Yoo Jiho, Kim Tae Yong, Joung InSuk, Song Sang Ok
Standigm Inc., 3F, 70 Nonhyeon-ro 85-gil, Gangnam-gu, Seoul, South Korea, 06234 +82.2.501.8118.
Standigm Inc., 3F, 70 Nonhyeon-ro 85-gil, Gangnam-gu, Seoul, South Korea, 06234 +82.2.501.8118.
Curr Opin Struct Biol. 2023 Apr;79:102528. doi: 10.1016/j.sbi.2023.102528. Epub 2023 Feb 1.
Drug discovery aims to select proper targets and drug candidates to address unmet clinical needs. The end-to-end drug discovery process includes all stages of drug discovery from target identification to drug candidate selection. Recently, several artificial intelligence and machine learning (AI/ML)-based drug discovery companies have attempted to build data-driven platforms spanning the end-to-end drug discovery process. The ability to identify elusive targets essentially leads to the diversification of discovery pipelines, thereby increasing the ability to address unmet needs. Modern ML technologies are complementing traditional computer-aided drug discovery by accelerating candidate optimization in innovative ways. This review summarizes recent developments in AI/ML methods from target identification to molecule optimization, and concludes with an overview of current industrial trends in end-to-end AI/ML platforms.

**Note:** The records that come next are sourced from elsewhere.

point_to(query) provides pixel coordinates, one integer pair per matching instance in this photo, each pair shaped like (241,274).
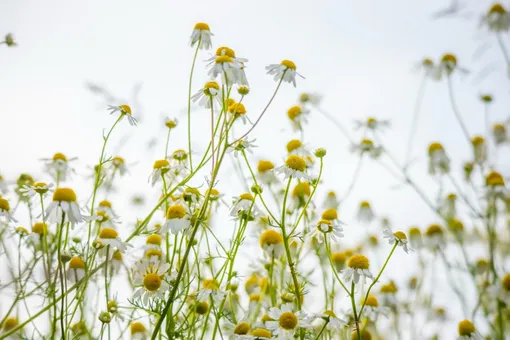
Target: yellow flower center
(372,301)
(270,237)
(293,112)
(40,228)
(108,233)
(295,163)
(4,204)
(137,327)
(59,157)
(261,332)
(126,109)
(265,166)
(400,235)
(246,196)
(225,51)
(160,164)
(289,64)
(152,282)
(506,282)
(242,328)
(288,321)
(175,212)
(301,189)
(358,262)
(434,147)
(76,263)
(64,195)
(497,9)
(494,179)
(154,239)
(202,26)
(466,328)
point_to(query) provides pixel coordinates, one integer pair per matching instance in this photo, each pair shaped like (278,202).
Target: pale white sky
(359,54)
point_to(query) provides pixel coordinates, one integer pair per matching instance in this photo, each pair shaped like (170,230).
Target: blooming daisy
(327,229)
(271,242)
(295,166)
(438,160)
(357,266)
(467,331)
(64,203)
(177,219)
(286,71)
(497,18)
(149,277)
(399,237)
(5,210)
(201,34)
(207,95)
(285,322)
(124,110)
(76,269)
(211,289)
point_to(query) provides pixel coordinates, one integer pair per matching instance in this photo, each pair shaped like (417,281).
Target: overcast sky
(359,54)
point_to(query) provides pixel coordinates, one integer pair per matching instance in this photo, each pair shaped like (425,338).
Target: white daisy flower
(150,279)
(295,166)
(497,18)
(357,267)
(201,34)
(438,160)
(207,95)
(124,110)
(330,230)
(286,322)
(240,145)
(399,237)
(64,203)
(160,168)
(366,146)
(38,188)
(286,70)
(5,210)
(177,219)
(212,291)
(76,269)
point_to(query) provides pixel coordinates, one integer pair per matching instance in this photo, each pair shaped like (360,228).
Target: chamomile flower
(286,71)
(286,322)
(58,166)
(497,19)
(149,277)
(479,149)
(438,160)
(64,203)
(201,34)
(124,111)
(365,213)
(160,168)
(271,241)
(207,95)
(467,331)
(178,218)
(327,229)
(295,167)
(38,188)
(211,290)
(109,239)
(366,146)
(242,145)
(357,267)
(298,116)
(399,237)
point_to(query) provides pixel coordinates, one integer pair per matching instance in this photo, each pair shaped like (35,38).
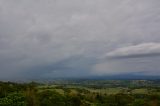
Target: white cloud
(134,51)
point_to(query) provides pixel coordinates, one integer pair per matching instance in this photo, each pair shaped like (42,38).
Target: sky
(79,38)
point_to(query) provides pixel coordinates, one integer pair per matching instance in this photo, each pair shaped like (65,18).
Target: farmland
(81,93)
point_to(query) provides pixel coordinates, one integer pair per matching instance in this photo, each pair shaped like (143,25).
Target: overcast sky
(78,38)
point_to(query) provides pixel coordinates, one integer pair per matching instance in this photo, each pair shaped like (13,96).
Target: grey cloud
(136,51)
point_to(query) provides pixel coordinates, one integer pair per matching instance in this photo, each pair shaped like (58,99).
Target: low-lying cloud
(136,51)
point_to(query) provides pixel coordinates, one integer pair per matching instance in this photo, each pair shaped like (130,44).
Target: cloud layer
(59,38)
(136,51)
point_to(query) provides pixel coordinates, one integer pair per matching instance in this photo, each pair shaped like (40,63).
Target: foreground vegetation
(81,93)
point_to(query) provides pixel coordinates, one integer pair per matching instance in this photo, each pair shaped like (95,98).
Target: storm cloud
(76,38)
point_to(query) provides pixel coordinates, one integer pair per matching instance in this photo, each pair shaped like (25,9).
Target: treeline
(14,94)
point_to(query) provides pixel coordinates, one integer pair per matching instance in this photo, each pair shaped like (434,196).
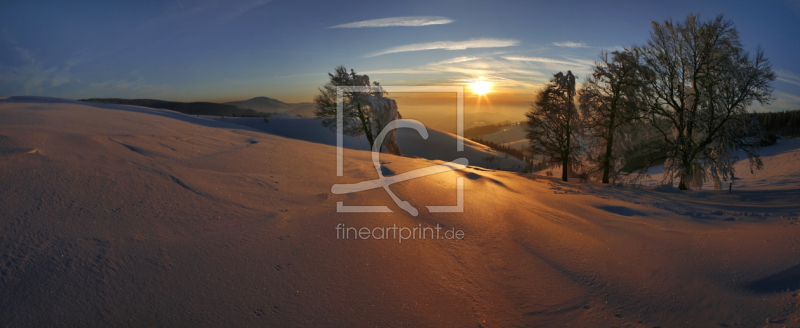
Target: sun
(481,87)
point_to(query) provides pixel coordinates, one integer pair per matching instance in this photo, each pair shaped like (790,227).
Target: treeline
(680,99)
(191,108)
(784,123)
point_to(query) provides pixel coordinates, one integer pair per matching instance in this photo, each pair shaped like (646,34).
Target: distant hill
(191,108)
(269,105)
(471,120)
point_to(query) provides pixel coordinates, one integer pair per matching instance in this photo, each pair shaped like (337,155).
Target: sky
(208,50)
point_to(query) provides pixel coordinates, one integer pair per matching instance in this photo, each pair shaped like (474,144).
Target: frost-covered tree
(363,113)
(608,102)
(554,123)
(698,82)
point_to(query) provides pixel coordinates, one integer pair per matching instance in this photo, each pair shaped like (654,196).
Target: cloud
(398,21)
(544,60)
(32,76)
(456,60)
(449,45)
(787,77)
(570,44)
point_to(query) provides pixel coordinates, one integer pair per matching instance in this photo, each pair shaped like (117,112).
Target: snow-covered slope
(125,216)
(781,169)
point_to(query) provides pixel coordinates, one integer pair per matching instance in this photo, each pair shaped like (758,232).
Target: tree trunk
(607,159)
(565,160)
(365,126)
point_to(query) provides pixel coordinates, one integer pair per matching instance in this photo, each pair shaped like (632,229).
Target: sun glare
(481,87)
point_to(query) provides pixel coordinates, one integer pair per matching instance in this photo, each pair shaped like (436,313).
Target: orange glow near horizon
(481,87)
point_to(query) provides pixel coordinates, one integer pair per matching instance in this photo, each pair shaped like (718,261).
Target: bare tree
(554,123)
(363,113)
(699,83)
(608,102)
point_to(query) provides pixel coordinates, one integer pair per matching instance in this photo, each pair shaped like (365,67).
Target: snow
(780,170)
(125,216)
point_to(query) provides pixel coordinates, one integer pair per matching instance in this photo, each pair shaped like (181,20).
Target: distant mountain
(471,120)
(192,108)
(266,104)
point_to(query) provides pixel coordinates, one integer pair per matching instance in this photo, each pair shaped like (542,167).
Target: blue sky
(227,50)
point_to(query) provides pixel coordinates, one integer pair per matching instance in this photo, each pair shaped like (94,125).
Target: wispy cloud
(449,45)
(398,21)
(570,44)
(787,77)
(457,60)
(31,77)
(544,60)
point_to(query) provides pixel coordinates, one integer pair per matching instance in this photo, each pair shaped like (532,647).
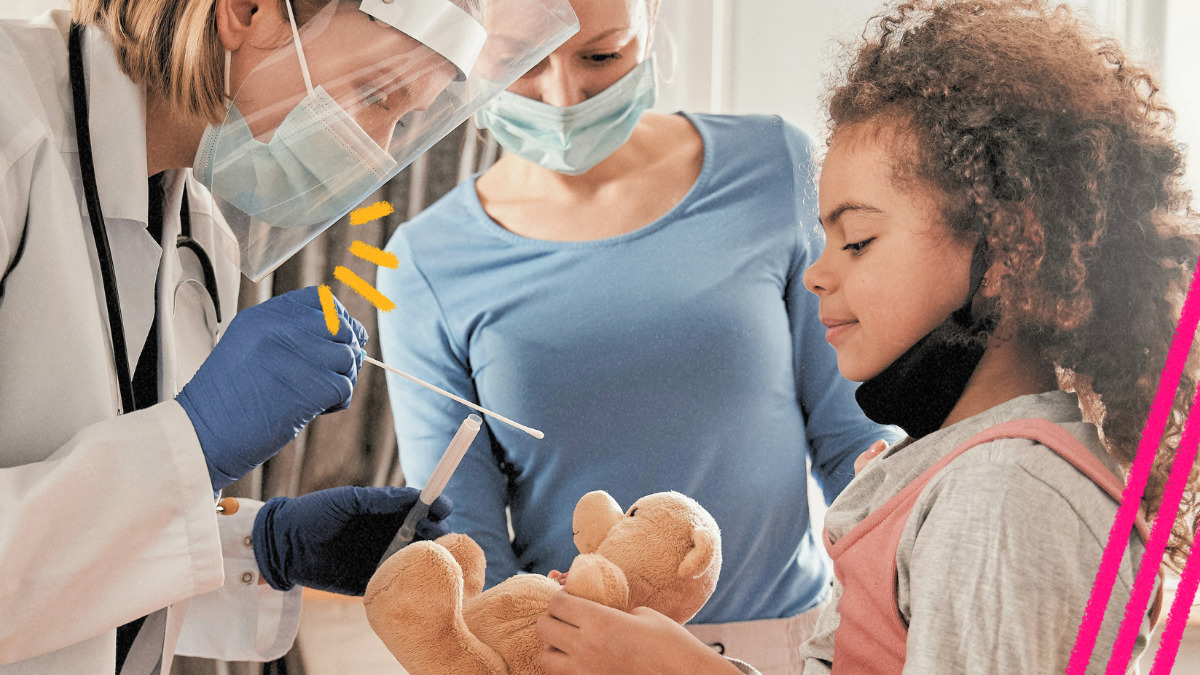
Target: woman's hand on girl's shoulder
(588,638)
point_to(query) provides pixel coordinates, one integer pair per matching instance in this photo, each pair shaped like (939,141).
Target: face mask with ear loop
(921,388)
(571,139)
(321,162)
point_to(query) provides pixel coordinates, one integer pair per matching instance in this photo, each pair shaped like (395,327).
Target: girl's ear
(234,21)
(1025,238)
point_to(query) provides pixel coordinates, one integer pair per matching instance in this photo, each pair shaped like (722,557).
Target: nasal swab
(533,432)
(437,482)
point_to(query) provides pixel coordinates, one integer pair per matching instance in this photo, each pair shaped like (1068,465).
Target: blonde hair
(172,47)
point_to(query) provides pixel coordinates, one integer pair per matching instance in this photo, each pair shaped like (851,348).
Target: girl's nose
(817,278)
(557,85)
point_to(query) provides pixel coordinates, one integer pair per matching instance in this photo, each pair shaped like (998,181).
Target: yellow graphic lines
(361,287)
(327,305)
(372,255)
(367,214)
(367,252)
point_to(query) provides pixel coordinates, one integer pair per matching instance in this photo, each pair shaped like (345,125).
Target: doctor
(120,412)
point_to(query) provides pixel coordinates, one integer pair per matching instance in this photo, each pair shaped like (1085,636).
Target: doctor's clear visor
(348,94)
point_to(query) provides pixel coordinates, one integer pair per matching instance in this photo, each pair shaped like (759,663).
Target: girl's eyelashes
(603,58)
(857,246)
(373,96)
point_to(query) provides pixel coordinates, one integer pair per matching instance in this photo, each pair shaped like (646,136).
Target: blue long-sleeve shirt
(683,356)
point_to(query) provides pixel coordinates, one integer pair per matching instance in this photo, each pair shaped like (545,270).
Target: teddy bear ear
(594,517)
(703,550)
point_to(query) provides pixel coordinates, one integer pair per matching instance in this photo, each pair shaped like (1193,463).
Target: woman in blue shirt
(630,284)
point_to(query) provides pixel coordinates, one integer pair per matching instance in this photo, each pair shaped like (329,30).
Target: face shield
(352,97)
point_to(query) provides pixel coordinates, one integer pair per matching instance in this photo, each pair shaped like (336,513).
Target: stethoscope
(103,252)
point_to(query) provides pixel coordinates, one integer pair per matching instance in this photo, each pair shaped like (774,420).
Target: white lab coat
(105,518)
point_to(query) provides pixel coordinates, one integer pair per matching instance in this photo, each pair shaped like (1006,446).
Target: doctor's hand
(588,638)
(274,370)
(333,539)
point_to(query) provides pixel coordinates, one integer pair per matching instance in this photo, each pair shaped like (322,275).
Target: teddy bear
(427,605)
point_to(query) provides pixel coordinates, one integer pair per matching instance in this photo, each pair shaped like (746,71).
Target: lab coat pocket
(196,327)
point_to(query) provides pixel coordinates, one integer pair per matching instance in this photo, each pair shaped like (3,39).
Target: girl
(1008,238)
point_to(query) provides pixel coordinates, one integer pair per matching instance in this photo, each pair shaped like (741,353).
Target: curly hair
(1041,136)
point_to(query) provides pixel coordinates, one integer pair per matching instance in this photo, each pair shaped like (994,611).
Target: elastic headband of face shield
(438,24)
(319,123)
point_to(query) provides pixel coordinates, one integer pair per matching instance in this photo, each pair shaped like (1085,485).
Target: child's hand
(871,453)
(588,638)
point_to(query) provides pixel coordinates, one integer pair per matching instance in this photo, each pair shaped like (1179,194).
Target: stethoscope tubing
(96,216)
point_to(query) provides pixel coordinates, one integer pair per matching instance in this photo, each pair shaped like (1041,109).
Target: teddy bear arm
(598,579)
(415,604)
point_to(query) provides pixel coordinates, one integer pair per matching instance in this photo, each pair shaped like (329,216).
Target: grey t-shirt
(997,559)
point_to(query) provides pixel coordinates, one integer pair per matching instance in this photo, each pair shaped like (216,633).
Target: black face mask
(919,389)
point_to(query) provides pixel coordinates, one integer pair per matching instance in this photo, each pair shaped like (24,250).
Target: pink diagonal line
(1176,619)
(1131,499)
(1151,562)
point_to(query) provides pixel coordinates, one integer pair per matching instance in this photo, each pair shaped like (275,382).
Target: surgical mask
(305,175)
(379,94)
(571,139)
(918,390)
(310,172)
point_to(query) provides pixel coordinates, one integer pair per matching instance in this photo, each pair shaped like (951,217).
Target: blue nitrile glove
(275,369)
(333,539)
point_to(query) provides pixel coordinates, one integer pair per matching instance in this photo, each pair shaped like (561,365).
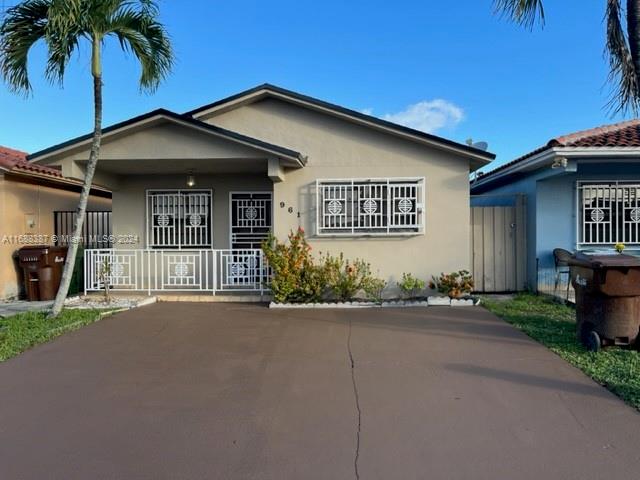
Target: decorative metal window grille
(390,206)
(178,218)
(251,218)
(608,213)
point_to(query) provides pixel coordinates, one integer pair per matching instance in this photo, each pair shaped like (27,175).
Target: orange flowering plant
(346,278)
(295,277)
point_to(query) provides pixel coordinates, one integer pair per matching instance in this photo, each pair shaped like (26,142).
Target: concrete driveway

药物发现旨在选择合适的靶点和候选药物,以满足尚未满足的临床需求。端到端的药物发现过程涵盖了从靶点识别到候选药物选择的药物发现的各个阶段。最近,几家基于人工智能和机器学习(AI/ML)的药物发现公司试图构建跨越端到端药物发现过程的数据驱动平台。识别难以捉摸的靶点的能力本质上导致了发现流程的多样化,从而提高了满足未满足需求的能力。现代机器学习技术通过以创新方式加速候选药物优化,对传统的计算机辅助药物发现起到了补充作用。本综述总结了从靶点识别到分子优化的AI/ML方法的最新进展,并概述了当前端到端AI/ML平台的行业趋势。